- Started by reviewing how fast were the already covered sorting algorithms i.e. Merge,Insertion,Quick and Heap Sort(which is not covered in the lectures but wikipedia has good information on it )
- Discussed what is a computation model
- Comparison sorting model - All sorts which use comparison operators for sorting
- What is a decision tree model
- How we can represent sorting algorithms based on comparison in decision tree model
- Proof using decision tree model that all comparison sorts have a lower bound of at least n*lg(n).

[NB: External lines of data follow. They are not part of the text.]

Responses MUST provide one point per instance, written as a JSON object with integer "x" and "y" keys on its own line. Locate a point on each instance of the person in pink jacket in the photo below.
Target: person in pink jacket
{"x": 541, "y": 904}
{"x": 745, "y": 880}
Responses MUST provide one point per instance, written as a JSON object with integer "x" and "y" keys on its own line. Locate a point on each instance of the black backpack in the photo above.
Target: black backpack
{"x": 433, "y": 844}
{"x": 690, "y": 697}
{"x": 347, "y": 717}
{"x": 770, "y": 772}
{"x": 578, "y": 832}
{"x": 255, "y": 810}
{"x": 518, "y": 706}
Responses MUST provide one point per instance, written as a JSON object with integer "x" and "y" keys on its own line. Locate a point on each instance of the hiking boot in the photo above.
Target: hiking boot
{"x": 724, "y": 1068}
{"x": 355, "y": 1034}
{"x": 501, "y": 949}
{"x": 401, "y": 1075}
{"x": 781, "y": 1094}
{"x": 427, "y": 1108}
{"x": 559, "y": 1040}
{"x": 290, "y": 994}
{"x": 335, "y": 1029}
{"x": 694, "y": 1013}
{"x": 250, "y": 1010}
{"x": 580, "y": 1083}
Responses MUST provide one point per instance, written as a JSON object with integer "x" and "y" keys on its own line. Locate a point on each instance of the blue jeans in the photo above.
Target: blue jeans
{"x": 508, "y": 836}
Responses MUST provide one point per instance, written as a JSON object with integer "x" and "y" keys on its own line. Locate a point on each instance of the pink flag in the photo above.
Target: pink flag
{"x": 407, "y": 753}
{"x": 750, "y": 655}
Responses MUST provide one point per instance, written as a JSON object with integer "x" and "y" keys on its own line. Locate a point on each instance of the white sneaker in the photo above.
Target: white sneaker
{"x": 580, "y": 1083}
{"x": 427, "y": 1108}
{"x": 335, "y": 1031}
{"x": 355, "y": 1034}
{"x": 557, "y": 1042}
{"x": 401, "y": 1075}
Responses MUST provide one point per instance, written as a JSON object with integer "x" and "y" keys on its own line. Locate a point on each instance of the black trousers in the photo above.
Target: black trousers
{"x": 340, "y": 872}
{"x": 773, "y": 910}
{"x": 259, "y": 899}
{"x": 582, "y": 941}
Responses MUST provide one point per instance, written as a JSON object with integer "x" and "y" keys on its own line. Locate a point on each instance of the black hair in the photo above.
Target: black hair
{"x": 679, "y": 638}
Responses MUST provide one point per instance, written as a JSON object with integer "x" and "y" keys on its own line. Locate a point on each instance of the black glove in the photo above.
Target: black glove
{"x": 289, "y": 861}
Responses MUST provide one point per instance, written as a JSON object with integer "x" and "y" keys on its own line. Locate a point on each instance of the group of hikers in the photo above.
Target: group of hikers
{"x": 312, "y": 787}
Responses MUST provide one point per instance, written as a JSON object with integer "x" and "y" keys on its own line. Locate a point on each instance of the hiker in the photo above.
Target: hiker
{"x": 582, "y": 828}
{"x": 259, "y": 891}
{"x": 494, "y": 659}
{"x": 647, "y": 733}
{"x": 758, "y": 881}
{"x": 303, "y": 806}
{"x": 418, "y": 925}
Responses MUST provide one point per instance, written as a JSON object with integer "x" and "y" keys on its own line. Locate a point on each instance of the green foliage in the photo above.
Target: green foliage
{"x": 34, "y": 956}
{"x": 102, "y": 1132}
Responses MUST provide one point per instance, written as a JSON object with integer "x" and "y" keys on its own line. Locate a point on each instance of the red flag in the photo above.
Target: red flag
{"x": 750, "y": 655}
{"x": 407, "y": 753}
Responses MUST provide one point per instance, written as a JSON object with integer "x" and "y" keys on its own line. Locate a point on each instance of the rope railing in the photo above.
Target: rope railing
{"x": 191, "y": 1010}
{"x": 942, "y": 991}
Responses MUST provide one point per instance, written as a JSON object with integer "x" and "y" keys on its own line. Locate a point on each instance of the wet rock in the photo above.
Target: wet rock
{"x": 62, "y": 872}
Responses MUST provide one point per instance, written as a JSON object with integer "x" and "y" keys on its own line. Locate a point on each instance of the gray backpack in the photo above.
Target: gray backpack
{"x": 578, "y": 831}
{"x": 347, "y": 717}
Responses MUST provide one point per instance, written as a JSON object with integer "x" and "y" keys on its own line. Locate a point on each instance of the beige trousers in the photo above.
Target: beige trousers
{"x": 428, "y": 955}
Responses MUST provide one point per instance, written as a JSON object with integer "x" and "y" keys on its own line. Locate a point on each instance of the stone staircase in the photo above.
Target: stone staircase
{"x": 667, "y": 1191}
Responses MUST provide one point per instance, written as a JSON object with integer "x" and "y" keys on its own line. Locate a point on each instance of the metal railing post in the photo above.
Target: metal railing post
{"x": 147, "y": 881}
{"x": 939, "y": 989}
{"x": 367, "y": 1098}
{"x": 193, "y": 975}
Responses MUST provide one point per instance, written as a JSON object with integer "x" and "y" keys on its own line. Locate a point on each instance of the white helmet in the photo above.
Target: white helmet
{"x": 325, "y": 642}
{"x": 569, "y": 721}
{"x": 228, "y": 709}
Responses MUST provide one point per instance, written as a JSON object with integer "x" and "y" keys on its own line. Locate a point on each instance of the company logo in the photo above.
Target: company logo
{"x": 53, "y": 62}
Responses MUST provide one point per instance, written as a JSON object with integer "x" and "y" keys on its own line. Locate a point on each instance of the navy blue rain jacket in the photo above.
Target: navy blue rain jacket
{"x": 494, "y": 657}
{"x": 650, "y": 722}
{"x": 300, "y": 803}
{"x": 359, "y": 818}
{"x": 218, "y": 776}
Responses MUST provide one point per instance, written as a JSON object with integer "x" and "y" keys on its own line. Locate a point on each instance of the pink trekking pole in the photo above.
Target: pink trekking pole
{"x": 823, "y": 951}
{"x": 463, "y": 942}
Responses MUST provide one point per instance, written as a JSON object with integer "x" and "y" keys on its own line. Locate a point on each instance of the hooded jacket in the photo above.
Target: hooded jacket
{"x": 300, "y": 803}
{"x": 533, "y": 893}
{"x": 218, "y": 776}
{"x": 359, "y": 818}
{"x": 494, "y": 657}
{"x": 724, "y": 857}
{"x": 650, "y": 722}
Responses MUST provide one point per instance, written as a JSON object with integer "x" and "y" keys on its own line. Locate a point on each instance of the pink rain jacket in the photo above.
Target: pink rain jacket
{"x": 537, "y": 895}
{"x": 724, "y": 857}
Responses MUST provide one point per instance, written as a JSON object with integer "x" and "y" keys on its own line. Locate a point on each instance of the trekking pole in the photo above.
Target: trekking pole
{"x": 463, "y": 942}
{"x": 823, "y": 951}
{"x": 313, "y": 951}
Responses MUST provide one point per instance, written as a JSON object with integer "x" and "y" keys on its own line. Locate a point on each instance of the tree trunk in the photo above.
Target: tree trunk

- Merge sort, Heap Sort and Randomized QuickSort are asymptotically optimal comparison model sorting algorithms
- Counting Sort for sorting in linear time - O(n+k) where n is input size and k is the number of distinct elements in the input
- limitations of Counting sort i.e k needs to be fairly small else it will need very large storage space for keeping the counter array
- What is a Stable sorting algorithm - keeps the relative position of equal elements in output same as in input array
- Radix sort
- Run time analysis of Radix sort and also how to optimally break the input integer into digits i.e O(n) and r =lg(n)
I have been too long in the Object Oriented Java world that I am yet to digest the Cish type of syntax of Go and unfortunately all it's speed is lost on my computer because I run Ubuntu on VMWare and that is sloooooooooooow.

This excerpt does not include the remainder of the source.